本作では実写と2Dアニメ、3DCGアニメ、さらにはクレイアニメのキャラクターまでもが一つの画面のなかに次々と登場する、“ハイブリッド”の極致を実現。しかも誰もがよく知るアニメキャラクターたちが“俳優”として生活する世界を描くことで、実写とアニメの垣根が完全に取り払われた多様性に富んだ画面が展開し、いつしか現実との境界も取り除かれてしまうような錯覚をおぼえるほど。危機に陥ったアニメ俳優たちを救うために奔走するというプロットも然り、これはまさにチップとデールによる究極の『ロジャー・ラビット』といったところだろう。
そのバトンタッチを示すかのように、映画序盤には『ロジャー・ラビット』の主人公ロジャー・ラビットがチラリと登場。さらに『三匹の子ぶた』(33)の子ぶたたちや、『美女と野獣』(91)のルミエール、マーベルキャラクターのティグラ、実写版『ジャングル・ブック』(16)のバルーなどディズニー関連のキャラクターが続々と登場。また、悪役としてチップとデールの前に立ちはだかる“スイート・ピート”は、まさかのディズニーの名作アニメ『ピーター・パン』(53)のピーター・パン。おじさんになって邪悪になったその姿は、なかなか衝撃的だ。
劇中には、ディズニー作品に限らずありとあらゆる作品のキャラクターが登場する。チップが自宅のテレビで見るCGアニメは、同じシマリスのキャラクターである「アルビン」シリーズの作品であったり、保険会社にやってくるヒツジのビジュアルはアードマンの「ひつじのショーン」と同じデザイン。ドリームワークスの「シュレック」にいたっては、まったく売れなかったシュレックグッズを溶かして再利用されるという、かなり挑戦的な扱いを受けており、いったいどんな許諾を取れば実現できたのかと思うようなシーンが次から次へとやってくる。
さらには「ソニック・ザ・ムービー」の第1作が公開される前に騒動になった、ボツデザインのソニックが“アグリー・ソニック”として大活躍。路地裏ではこちらもデザインが物議を醸した『キャッツ』(19)のネコたちがケンカしていたり、街の看板にはメリル・ストリープが『ミセス・ダウト』(93)のパロディを演じ、E.T.とバットマンが共演(!)したり、「アントマン」シリーズでおなじみのポール・ラッドや、意味もなく現れるヴィン・ディーゼルなど、とにかくやりたい放題のお祭り騒ぎ。

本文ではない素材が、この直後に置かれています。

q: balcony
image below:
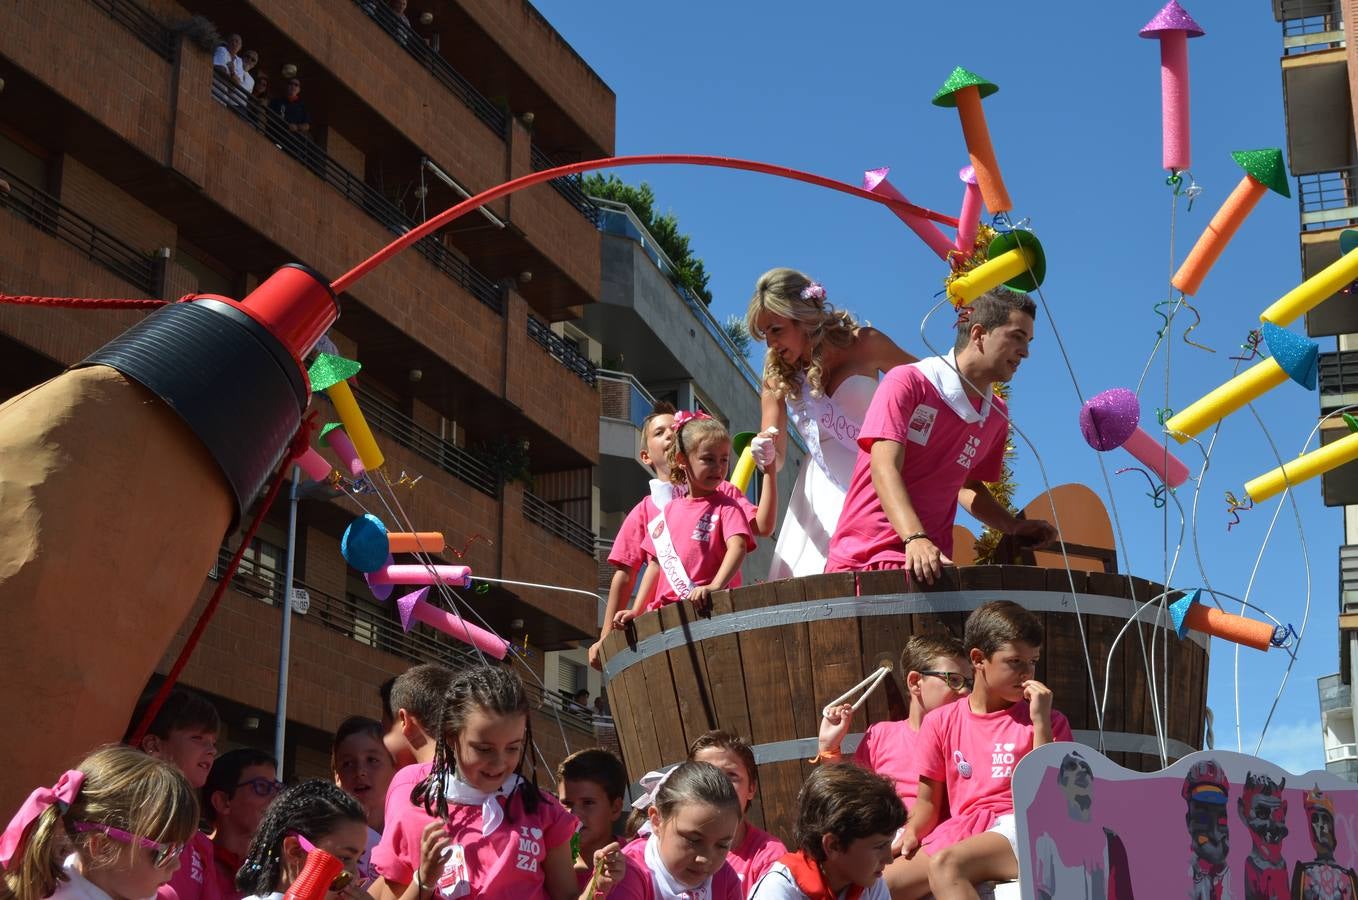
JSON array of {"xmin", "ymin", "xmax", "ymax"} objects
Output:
[
  {"xmin": 353, "ymin": 385, "xmax": 498, "ymax": 497},
  {"xmin": 527, "ymin": 314, "xmax": 597, "ymax": 385},
  {"xmin": 88, "ymin": 0, "xmax": 175, "ymax": 60},
  {"xmin": 523, "ymin": 490, "xmax": 595, "ymax": 556},
  {"xmin": 530, "ymin": 145, "xmax": 599, "ymax": 226},
  {"xmin": 1320, "ymin": 418, "xmax": 1358, "ymax": 505},
  {"xmin": 1277, "ymin": 0, "xmax": 1351, "ymax": 175},
  {"xmin": 596, "ymin": 369, "xmax": 656, "ymax": 510},
  {"xmin": 1318, "ymin": 350, "xmax": 1358, "ymax": 414}
]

かなり細かいところにまで目を配れば、『Mr.インクレディブル』(04) のフロゾンが食品のパッケージにデザインされていたり、スイート・ピートに捕まり改造されたキャラクターたちのパーツが掲げられている壁には「トイ・ストーリー」のミスター・ポテトヘッドから、「ドラゴンボール」の神龍まで確認することができる。序盤のコンベンションの群衆のなかにはセーラームーンや悟空のコスプレをした人も見受けられ、小ネタを探すだけでもかなり楽しめること間違いなしだ。